When the people heard this, they said, “God forbid!”

17 Jesus looked directly at them and asked, “Then what is the meaning of that which is written:

“‘The stone the builders rejected
    has become the cornerstone’?

18 Everyone who falls on that stone will be broken to pieces; anyone on whom it falls will be crushed.”

19 The teachers of the law and the chief priests looked for a way to arrest him immediately, because they knew he had spoken this parable against them. But they were afraid of the people.

Paying Taxes to Caesar

20 Keeping a close watch on him, they sent spies, who pretended to be sincere. They hoped to catch Jesus in something he said, so that they might hand him over to the power and authority of the governor. 21 So the spies questioned him: “Teacher, we know that you speak and teach what is right, and that you do not show partiality but teach the way of God in accordance with the truth. 22 Is it right for us to pay taxes to Caesar or not?”

23 He saw through their duplicity and said to them, 24 “Show me a denarius. Whose image and inscription are on it?”

“Caesar’s,” they replied.

25 He said to them, “Then give back to Caesar what is Caesar’s, and to God what is God’s.”

26 They were unable to trap him in what he had said there in public. And astonished by his answer, they became silent.

The Resurrection and Marriage

27 Some of the Sadducees, who say there is no resurrection, came to Jesus with a question. 28 “Teacher,” they said, “Moses wrote for us that if a man’s brother dies and leaves a wife but no children, the man must marry the widow and raise up offspring for his brother. 29 Now there were seven brothers. The first one married a woman and died childless. 30 The second 31 and then the third married her, and in the same way the seven died, leaving no children. 32 Finally, the woman died too. 33 Now then, at the resurrection whose wife will she be, since the seven were married to her?”

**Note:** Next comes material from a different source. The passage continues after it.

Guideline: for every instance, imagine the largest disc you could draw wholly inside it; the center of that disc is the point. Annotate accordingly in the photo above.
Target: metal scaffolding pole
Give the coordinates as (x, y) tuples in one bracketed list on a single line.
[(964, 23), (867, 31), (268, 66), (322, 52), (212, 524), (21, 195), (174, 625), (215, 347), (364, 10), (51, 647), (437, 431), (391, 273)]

34 Jesus replied, “The people of this age marry and are given in marriage. 35 But those who are considered worthy of taking part in the age to come and in the resurrection from the dead will neither marry nor be given in marriage, 36 and they can no longer die; for they are like the angels. They are God’s children, since they are children of the resurrection. 37 But in the account of the burning bush, even Moses showed that the dead rise, for he calls the Lord ‘the God of Abraham, and the God of Isaac, and the God of Jacob.’ 38 He is not the God of the dead, but of the living, for to him all are alive.”

39 Some of the teachers of the law responded, “Well said, teacher!” 40 And no one dared to ask him any more questions.

Whose Son Is the Messiah?

41 Then Jesus said to them, “Why is it said that the Messiah is the son of David? 42 David himself declares in the Book of Psalms:

“‘The Lord said to my Lord:
    “Sit at my right hand
43 until I make your enemies
    a footstool for your feet.”’

44 David calls him ‘Lord.’ How then can he be his son?”

Warning Against the Teachers of the Law

45 While all the people were listening, Jesus said to his disciples, 46 “Beware of the teachers of the law. They like to walk around in flowing robes and love to be greeted with respect in the marketplaces and have the most important seats in the synagogues and the places of honor at banquets. 47 They devour widows’ houses and for a show make lengthy prayers. These men will be punished most severely.”

Go Deeper

Throughout the book of Luke, we see the Pharisees watch Jesus carefully. Not so much in an effort to learn from Him, but rather in the hope that He will get something wrong. They attempt to ask Him trick questions and try multiple times to trap Jesus in His own words. But Jesus cannot be trapped, because He has nothing to hide. His words are true. As Jesus responds to each question posed by the religious leaders, He teaches us something about the Kingdom of God and leaves the questioner speechless.

The parable of the wicked tenants highlights that the religious leaders were not stewarding their authority well. The characters depicted here are the vineyard owner (God), the vineyard itself (Israel), and the tenants or farmers (Israel’s religious leaders). They willfully mismanage what has been entrusted to them and seek the destruction of anyone who may try to hold them accountable, even the son himself.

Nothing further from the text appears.